The oath asked foreign teachers at West Bank universities, as a condition of remaining at their posts, to pledge they will not aid the PLO. It stemmed from a military order written in 1980 but not put into effect at that time because, for one reason, the occupation administration already had all the expulsion authority it needed. In 1982, however, Defense Minister Ariel Sharon appointed a civilian administrator, Prof. Menachem Milson (since resigned), to remove all PLO elements, evidently meaning all elements believed by the Israelis to support Palestinan nationalism. Mr. Milson set out by dissolving municipalities, dismissing elected mayors and tightening censorship, among other things.

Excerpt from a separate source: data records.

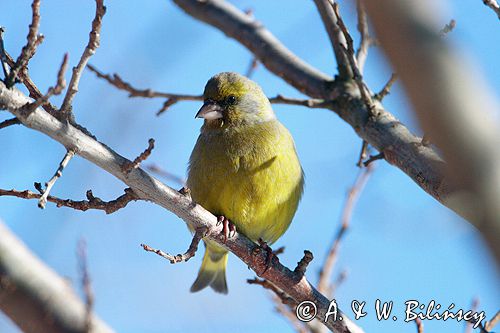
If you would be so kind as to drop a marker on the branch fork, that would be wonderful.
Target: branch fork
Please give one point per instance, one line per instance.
(199, 234)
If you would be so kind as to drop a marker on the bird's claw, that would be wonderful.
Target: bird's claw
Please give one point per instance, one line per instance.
(228, 228)
(270, 254)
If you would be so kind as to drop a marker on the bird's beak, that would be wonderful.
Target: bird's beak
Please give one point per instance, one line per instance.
(210, 110)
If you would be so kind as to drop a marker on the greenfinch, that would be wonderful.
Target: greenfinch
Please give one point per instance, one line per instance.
(244, 168)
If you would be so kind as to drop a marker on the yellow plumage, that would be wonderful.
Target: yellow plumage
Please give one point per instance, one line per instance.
(244, 166)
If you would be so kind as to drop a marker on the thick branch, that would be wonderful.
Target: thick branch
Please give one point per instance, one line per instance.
(452, 103)
(149, 188)
(324, 282)
(35, 297)
(270, 52)
(383, 131)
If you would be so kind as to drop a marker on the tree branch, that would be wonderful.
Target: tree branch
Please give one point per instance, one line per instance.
(35, 297)
(264, 45)
(149, 188)
(48, 186)
(324, 282)
(33, 40)
(93, 44)
(452, 110)
(383, 132)
(83, 205)
(337, 39)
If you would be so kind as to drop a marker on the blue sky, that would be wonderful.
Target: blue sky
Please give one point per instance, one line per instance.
(402, 244)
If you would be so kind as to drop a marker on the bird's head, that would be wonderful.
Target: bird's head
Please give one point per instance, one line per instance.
(231, 99)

To clamp down on universities, he began enforcing "Order 854's" requirement of an anti-PLO oath for foreign teachers, who are especially important to the West Bank's institutions. Many Israeli academics saw the oath as an instrument of intimidation and joined West Bank residents in protest against it.
Recently Secretary of State Shultz denounced the oath. His evident purpose was to promote American policy, but his personal feelings as a former academic came through. The Israelis then announced they were suspending that particular requirement, but the meaning of the change was not immediately clear.
The question of the oath was, in any event, only a symptom. The source of the difficulty is the Israeli occupation. As long as it goes on, Israel will have to deal with the resentments of the occupied. One of the principal attractions of the Reagan peace proposals of Sept. 1 is that they offer Israel a chance to end the occupation -- to put down the burden of the West Bank.